If Kraft had had its way, these little bright yellow and green boxes would have been banished from the shops forever. It was a Mr McAnulty who provoked its corporate ire. He was a cheese manufacturer in South Brisbane. He manufactured cheddar cheese and sold it under the trade name “Maxam”. This, Kraft contended, was an infringement of its patent for manufactured cheddar cheese. It sued by a writ issued from the Supreme Court of Queensland on 2 June 1928. Mr McAnulty had the temerity to challenge the validity of the patent for lack of novelty as well as denying infringement.
The case was tried over 13 days in June 1929 before Henchman J without a jury in the Supreme Court. Macgregor and McGill appeared for Kraft; N W Macrossan for McAnulty. The trial judge heard evidence from distinguished bio-chemists and was referred extensively to scientific literature.
In words that an advertiser would never use, the judge noted that “scientifically, Cheddar cheese is described as an emulsion of fat in a gel of casein and water”. The seriously curious might like to read the judgment to find out how emulsifiers were used to “get the desired plastic homogeneous glossy mass”.
In a judgment given on 29 August 19291, the patent was found to have been infringed and an injunction was made.
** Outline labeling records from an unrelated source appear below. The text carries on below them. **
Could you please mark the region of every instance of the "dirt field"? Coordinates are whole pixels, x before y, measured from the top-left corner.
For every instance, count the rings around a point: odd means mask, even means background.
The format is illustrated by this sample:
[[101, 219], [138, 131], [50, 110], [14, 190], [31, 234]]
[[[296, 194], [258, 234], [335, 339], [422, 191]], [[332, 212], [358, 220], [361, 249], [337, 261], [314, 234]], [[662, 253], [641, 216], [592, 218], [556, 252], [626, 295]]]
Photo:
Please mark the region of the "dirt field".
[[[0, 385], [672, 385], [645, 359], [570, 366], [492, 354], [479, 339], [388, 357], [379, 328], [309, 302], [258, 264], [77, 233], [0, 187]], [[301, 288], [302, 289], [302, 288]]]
The challenge to the validity of the patent was dismissed.
Undeterred, Mr McAnulty appealed to the High Court. The appeal was heard by a full court of five justices over three days in December 1929. Big guns from the south, Bonney KC and Menzies KC, were engaged respectively. The court was split. The majority (Isaacs, Rich and Dixon JJ) held the patent to be invalid: it was misleading and ambiguous, they concluded. The claims in the specification of complete sterilisation at 175ºF and of permanently keeping were untrue. Those outcomes were not achieved by the specified process. Ouch! The appeal succeeded and the injunction was dissolved by a judgment given on 17 March 19302.
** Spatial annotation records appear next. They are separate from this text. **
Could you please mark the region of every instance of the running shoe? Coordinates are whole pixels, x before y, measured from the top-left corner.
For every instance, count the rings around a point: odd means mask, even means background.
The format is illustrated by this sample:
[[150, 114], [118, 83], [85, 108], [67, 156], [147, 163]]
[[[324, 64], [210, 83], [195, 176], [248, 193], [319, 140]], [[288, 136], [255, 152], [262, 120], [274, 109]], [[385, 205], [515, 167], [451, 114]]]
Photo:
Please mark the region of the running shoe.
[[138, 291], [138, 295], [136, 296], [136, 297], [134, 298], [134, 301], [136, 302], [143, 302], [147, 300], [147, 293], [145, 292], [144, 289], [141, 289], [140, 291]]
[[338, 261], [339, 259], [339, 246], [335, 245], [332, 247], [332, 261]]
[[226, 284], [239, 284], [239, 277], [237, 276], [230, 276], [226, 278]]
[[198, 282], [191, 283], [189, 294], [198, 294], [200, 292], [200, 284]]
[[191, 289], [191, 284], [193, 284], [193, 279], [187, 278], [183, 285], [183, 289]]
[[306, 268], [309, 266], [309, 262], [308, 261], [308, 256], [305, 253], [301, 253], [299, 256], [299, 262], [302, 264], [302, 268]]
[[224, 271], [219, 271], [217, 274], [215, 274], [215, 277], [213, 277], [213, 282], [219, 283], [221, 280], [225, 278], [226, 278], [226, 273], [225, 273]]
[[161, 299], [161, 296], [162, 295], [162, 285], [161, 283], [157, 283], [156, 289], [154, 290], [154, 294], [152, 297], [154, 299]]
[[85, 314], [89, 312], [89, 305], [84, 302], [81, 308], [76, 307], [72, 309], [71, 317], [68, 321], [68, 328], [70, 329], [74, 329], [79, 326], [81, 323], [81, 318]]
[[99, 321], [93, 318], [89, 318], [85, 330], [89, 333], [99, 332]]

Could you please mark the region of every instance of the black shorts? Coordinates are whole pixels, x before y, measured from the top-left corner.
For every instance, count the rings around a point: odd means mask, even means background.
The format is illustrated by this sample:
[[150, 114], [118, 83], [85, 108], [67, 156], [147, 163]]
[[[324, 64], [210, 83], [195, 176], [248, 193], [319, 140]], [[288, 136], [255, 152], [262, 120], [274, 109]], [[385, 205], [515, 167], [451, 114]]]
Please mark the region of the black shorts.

On 28 July 1930, Kraft was granted special leave to appeal to the Privy Council. Even bigger guns from the London Bar appeared for this forensic outing which took place over four days in June 1931. The appeal failed3. The invalidity of the patent was affirmed, principally on the basis of uncertainties within it. In a tribute to Henchman J, Lord Hanworth MR said that he had “delivered a lucid and closely-reasoned judgment which has proved of much service to the Board”4.
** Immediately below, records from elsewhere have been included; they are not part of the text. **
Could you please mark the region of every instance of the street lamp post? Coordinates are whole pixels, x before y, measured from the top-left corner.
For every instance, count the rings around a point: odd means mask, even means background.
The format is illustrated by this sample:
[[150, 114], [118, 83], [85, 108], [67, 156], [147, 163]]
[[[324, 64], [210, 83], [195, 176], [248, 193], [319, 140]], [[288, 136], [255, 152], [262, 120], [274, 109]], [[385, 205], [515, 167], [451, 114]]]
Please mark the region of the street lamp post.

Mr McAnulty was free to make and market his Maxam cheese. And he did so. Maxam cheese was still being marketed decades later. Competition from the tasty cheeses in plastic wrappers from the supermarkets probably killed it off in the end.
Apart from the historical, the litigation is interesting in several respects. First, it does illustrate that significant and complex commercially-oriented litigation was conducted in Queensland at the time. Secondly, note that none of the Queensland counsel who appeared were silk, notwithstanding the professional eminence of each of them. The state of the Queensland economy at the time and well into the 1930s presented a real challenge to taking silk. Thirdly, note also how much longer appeals ran in those times — three days in the High Court and four in the Privy Council. No written outlines then, one suspects. Fourthly, and perhaps strangely, the judgment of the High Court, although over 40 pages in length and dealing extensively with legal issues, is not reported in the Commonwealth Law Reports, it being noted only in the Australian Law Journal5. Nor is the much shorter advice of the Privy Council reported in the Law Reports. Thankfully, however, both are reported fully in the State Reports of Queensland and so have an easily accessible place in our state’s legal history.
In closing, I wish to mention that I learned of the Kraft litigation from a note of it in Helen Gregory’s recently published and commendable history of law reporting in Queensland6.
Compliments of the season to you all.
Bob Gotterson QC
Footnotes
- [1929] St R Qd 160
- [1932] St R Qd 139
- [1932] St R Qd 183, judgment given on 17 July 1931
- at 184
- (1930) 4 ALJ 35
- Capturing law and history: One hundred years of Queensland Law Reporting, published by the Supreme Court of Queensland Library, at p41.